Misconfigured hybrid connectivity causes expensive, hard-to-debug problems. Routing asymmetry sends traffic one direction via Direct Connect and returns via internet, breaking connections. Insufficient bandwidth during peak hours causes application timeouts. Single points of failure leave enterprises without AWS access during circuit outages. Missing BGP configuration prevents automatic failover.

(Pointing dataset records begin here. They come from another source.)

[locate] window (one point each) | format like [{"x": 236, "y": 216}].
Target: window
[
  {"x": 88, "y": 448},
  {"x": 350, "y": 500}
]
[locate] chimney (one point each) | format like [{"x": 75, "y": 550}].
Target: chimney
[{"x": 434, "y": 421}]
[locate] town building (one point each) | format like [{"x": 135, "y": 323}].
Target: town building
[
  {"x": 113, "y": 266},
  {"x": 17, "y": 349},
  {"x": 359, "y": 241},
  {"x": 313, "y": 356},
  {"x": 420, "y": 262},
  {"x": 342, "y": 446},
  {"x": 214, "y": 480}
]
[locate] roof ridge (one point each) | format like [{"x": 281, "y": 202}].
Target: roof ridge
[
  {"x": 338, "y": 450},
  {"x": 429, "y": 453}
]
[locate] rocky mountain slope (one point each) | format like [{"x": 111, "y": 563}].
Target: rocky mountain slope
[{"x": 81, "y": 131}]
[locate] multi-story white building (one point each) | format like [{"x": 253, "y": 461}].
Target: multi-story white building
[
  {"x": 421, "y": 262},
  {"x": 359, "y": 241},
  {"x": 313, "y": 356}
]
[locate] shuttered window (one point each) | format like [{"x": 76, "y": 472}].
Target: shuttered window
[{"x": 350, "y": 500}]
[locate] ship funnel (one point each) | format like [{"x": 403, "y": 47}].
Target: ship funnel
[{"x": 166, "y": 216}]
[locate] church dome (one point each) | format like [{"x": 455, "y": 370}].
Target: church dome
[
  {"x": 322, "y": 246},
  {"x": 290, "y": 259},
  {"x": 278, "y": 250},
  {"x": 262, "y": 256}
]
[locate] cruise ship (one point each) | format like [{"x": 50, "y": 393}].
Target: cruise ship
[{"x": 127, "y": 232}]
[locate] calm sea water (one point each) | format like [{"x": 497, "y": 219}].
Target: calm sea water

This chapter covers Direct Connect and VPN from fundamentals to production patterns, including connection types, virtual interfaces, VPN tunnels, routing protocols, redundancy architectures, monitoring, troubleshooting, and cost optimization for building resilient hybrid networks.
Connectivity Options Comparison:
Modern enterprises need multiple paths between on-premises infrastructure and AWS:
Internet Gateway (Public Internet):
Characteristics:
- Variable bandwidth (ISP dependent)
- Variable latency (30-200ms typically)
- Shared infrastructure
- No bandwidth guarantees
- Unpredictable performance
Pros:
✓ Instant availability
✓ No additional AWS costs
✓ Simple setup
✓ Good for initial testing
Cons:
✗ No performance guarantees
✗ Higher latency variability
✗ Security concerns (public internet)
✗ Bandwidth contention
✗ Higher data transfer costs
Use Cases:
- Initial AWS migration
- Low-bandwidth applications
- Development/testing
- Backup connectivity
AWS Site-to-Site VPN:
Characteristics:
- Encrypted IPsec tunnels
- Over public internet
- Up to 1.25 Gbps per tunnel (4 tunnels = 5 Gbps theoretical)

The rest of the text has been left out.